Conférence FfD4 à Séville : un pas vers un monde plus juste ?
La 4ème Conférence internationale des Nations Unies sur le financement du développement (FfD4) s’est tenue à Séville du 30 juin au 3 juillet. Avant la conférence, les États s’étaient déjà mis d’accord sur une déclaration finale toutefois insuffisante. Des réponses aux innombrables crises n’étaient pas apportées et les décisions prises à Séville sont restées bien en deçà des revendications de la société civile et des pays du Sud. Alliance Sud y était pour un aperçu des points les plus importants – voir l’article complet ici.
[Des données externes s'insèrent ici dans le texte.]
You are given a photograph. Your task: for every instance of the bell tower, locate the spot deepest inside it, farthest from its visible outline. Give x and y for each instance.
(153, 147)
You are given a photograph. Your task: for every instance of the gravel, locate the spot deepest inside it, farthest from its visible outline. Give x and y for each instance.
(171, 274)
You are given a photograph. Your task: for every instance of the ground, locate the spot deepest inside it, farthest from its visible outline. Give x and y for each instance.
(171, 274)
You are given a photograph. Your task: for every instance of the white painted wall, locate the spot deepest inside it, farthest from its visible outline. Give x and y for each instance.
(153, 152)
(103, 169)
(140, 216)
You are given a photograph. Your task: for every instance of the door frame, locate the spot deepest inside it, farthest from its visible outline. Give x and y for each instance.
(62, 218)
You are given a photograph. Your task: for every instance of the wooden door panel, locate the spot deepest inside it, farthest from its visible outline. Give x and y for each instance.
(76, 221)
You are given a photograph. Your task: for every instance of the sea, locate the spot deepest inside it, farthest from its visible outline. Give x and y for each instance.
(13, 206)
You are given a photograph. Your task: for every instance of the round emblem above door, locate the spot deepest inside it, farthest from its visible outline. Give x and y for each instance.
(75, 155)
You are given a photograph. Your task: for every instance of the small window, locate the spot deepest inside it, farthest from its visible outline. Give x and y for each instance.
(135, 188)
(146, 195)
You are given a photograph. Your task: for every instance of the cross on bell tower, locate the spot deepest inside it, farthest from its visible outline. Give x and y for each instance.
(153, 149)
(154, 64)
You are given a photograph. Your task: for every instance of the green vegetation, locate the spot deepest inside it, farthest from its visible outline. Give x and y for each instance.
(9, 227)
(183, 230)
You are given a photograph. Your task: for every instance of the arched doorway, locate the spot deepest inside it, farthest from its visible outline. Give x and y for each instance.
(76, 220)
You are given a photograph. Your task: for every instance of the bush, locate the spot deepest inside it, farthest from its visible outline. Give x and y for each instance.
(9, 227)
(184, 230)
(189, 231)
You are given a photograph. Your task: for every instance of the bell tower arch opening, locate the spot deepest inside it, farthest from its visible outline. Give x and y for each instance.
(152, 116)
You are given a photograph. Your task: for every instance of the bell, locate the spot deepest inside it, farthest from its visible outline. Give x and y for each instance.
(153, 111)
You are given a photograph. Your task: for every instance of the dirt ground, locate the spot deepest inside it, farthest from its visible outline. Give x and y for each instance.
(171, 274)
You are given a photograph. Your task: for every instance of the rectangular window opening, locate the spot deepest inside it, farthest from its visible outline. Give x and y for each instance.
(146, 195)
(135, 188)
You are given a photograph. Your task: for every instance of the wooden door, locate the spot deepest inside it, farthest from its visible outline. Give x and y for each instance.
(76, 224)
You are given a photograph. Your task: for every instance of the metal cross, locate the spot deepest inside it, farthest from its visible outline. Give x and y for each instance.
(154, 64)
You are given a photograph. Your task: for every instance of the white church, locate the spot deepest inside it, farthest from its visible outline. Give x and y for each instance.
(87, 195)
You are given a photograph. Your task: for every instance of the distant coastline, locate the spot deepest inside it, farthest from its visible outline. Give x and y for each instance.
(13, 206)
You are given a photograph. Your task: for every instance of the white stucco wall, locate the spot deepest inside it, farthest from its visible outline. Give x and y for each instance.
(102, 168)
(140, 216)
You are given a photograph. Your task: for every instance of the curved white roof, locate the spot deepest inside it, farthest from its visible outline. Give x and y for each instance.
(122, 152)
Une conférence marquée par des promesses non tenues
La FfD4 s’ouvrait sur fond de déclaration finale déjà négociée (l’Engagement de Séville (Compromiso de Sevilla)), déjà jugée très insuffisante par les acteurs de la société civile. Les revendications des pays du Sud global, notamment en matière de politique financière et de dette internationale, n’ont pas été prises en compte. Malgré l’urgence — 68 pays en développement souffrent d’un endettement aigu —, aucune réforme structurelle n’a été décidée.
La crise de la dette : des paroles fortes, peu d’actes
Des chiffres accablants illustrent la situation : au Liban, 88 % des recettes publiques servent au remboursement de la dette ; dans 48 pays du Sud, les intérêts surpassent les dépenses en santé ou éducation. Le système actuel profite aux créanciers, souvent situés dans les pays riches. L’économiste Jayati Ghosh a qualifié la situation de « faillite de la politique de développement ». En rappelant que l’Allemagne avait elle-même bénéficié d’un effacement de dette en 1954, elle a proposé cinq principes pour une réforme équitable de la gestion de la dette:
- des délais limités (3-6 mois) pour les négociations de restructuration entre partenaires égaux ;
- un moratoire pendant les discussions ;
- la fin du renflouement des créanciers privés ;
- l’abandon de l’austérité imposée par le FMI ;
- l’accès maintenu aux marchés pour les pays surendettés.
Malgré le soutien de la société civile et des pays concernés, ces propositions n’ont pas été reprises dans le texte final.
Fiscalité mondiale : la pression monte pour taxer les super-riches
Un panel de haut niveau, comprenant notamment la vice-présidente et ministre des Finances espagnole María Jesús Montero et le prix Nobel Joseph Stiglitz, s’est penché sur la taxation des ultra-riches et des grandes entreprises. Le constat : les systèmes fiscaux actuels favorisent l’injustice, notamment à cause de l’évasion fiscale des multinationales. Aminata Touré, ancienne Première ministre du Sénégal, a souligné que les fortunes doivent être imposées là où elles sont créées. Les États africains réclament une convention fiscale contraignante des Nations unies afin de garantir l’équité fiscale mondiale.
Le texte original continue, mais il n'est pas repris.